ACE Studio 2.0 vs Mercury Edit 2: Features, Pricing & Which Is Better (2026)
A side-by-side comparison of ACE Studio 2.0 and Mercury Edit 2 — features, pricing, and ideal use cases — to help you decide which AI tool fits your workflow.
ACE Studio 2.0
ACE Studio
DAW-native singing voice cloning and production tool (VST3) for royalty‑free vocal conversion and commercial music workflows.
Key features
- DAW-Native VST3 Plugin: Provides a VST3 plugin that loads inside major DAWs for low-latency recording, monitoring, track automation, and seamless routing with existing session workflows.
- Royalty-Free Vocal Conversion: Converts voice recordings into commercially-usable singing performances with licensing that enables legal use in released music and monetized projects.
- Custom Voice Training: Allows users to train custom vocal models from user-supplied recordings (example workflows reference ~30-minute uploads) to produce personalized singing clones that retain timbre.
- Performance Retention: Preserves expressive elements of performances — timing, vibrato, dynamics, and emotional nuance — so generated vocals sound natural and performative rather than synthetic.
- Choir and Harmony Modes: Generates multi-voice harmonies and choir-style layers from a single source performance, enabling dense backing vocals and stacked arrangements without manual overdubbing.
- Export & Interoperability: Exports generated vocals as stems and aligned MIDI/pitch data for further editing, pitch-correction, and mixing in standard audio formats used in professional sessions.
- Voice-to-voice singing conversion preserving performance nuance
- Custom training from user audio uploads (30-minute example training length referenced)
- Choir modes for multi-voice generation
- DAW-native integration (VST3 plugin) for in-studio workflow
- Royalty-free / commercially-ready vocal conversion licensing (advertised)
- Association with foundation-model work (co-led ACE-Step diffusion/transformer music model)
- Model and tooling distribution via GitHub and Hugging Face repositories
- Project file format (.acep) used by desktop app (third-party utilities exist for encryption/decryption of .acep files)
Best for
- Producing commercial releases with cloned lead or backing vocals when a vocalist is unavailable, using custom-trained voices for final masters.
- Rapid demo production: generate finished-sounding vocal takes and harmonies inside a DAW to iterate song ideas without booking studio singers.
- Creating choir and stacked backing vocals for film, TV, and game scores without hiring a large ensemble, saving time and budget.
- Localizing vocal content by converting melodies and lyrics into different languages or vocal characters while preserving original performance nuances.
- Songwriting and pre-production: audition multiple vocal timbres and arrangements quickly by swapping trained voice models inside a project.

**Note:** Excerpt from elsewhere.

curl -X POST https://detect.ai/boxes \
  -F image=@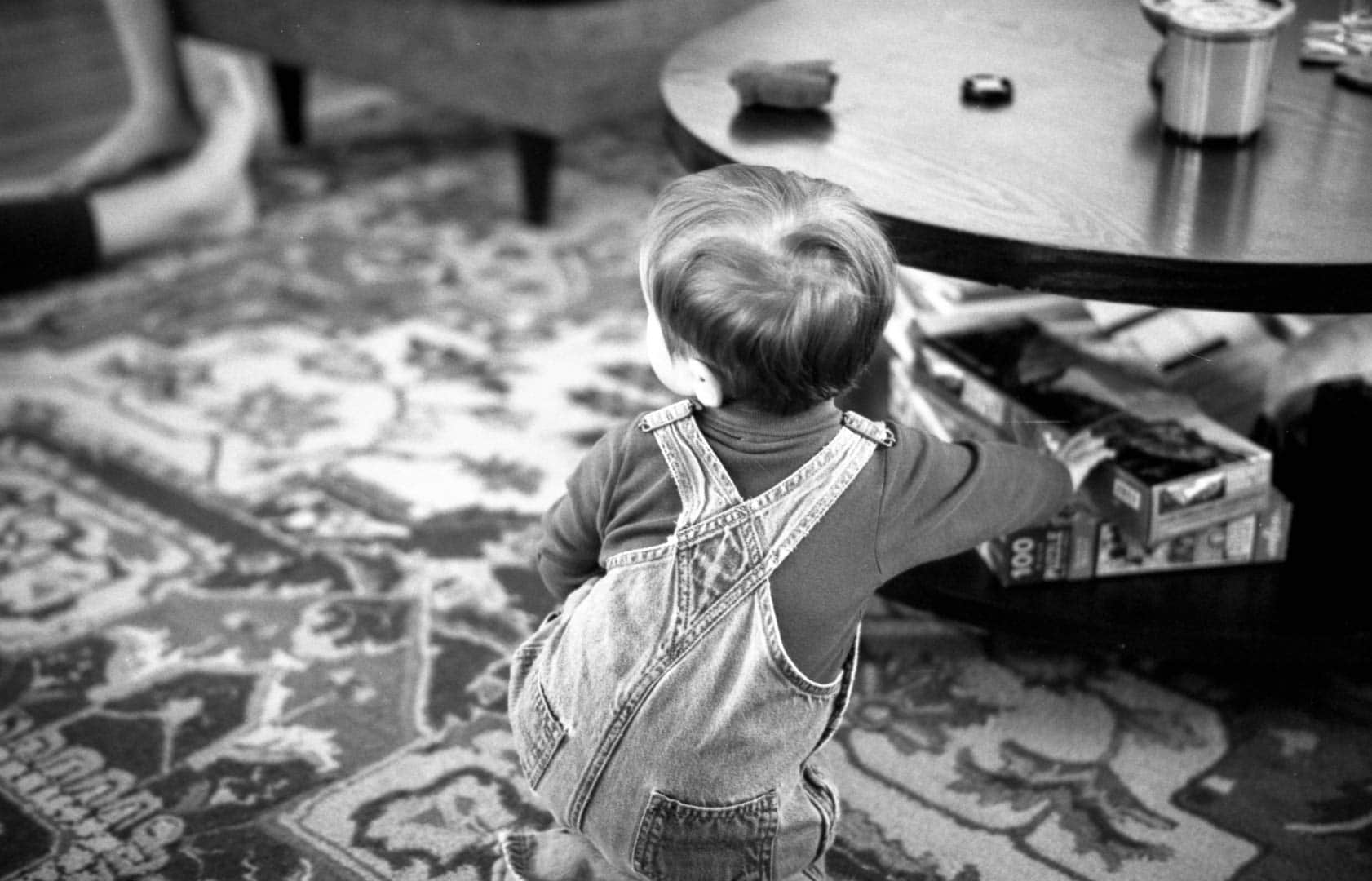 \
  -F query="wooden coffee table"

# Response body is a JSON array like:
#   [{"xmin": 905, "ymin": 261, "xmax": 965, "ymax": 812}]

- Voice-banking for franchises and brands: create royalty-ready voice libraries for use across commercials, jingles, and multimedia assets with clear commercial rights.
- Music producers creating commercially-licensed sung vocals without human singers
- Songwriters and composers prototyping vocal parts directly inside a DAW
- Studios integrating cloned or converted vocals as session tracks via VST3
- Researchers and developers extending or fine-tuning music/voice models (ACE-Step association)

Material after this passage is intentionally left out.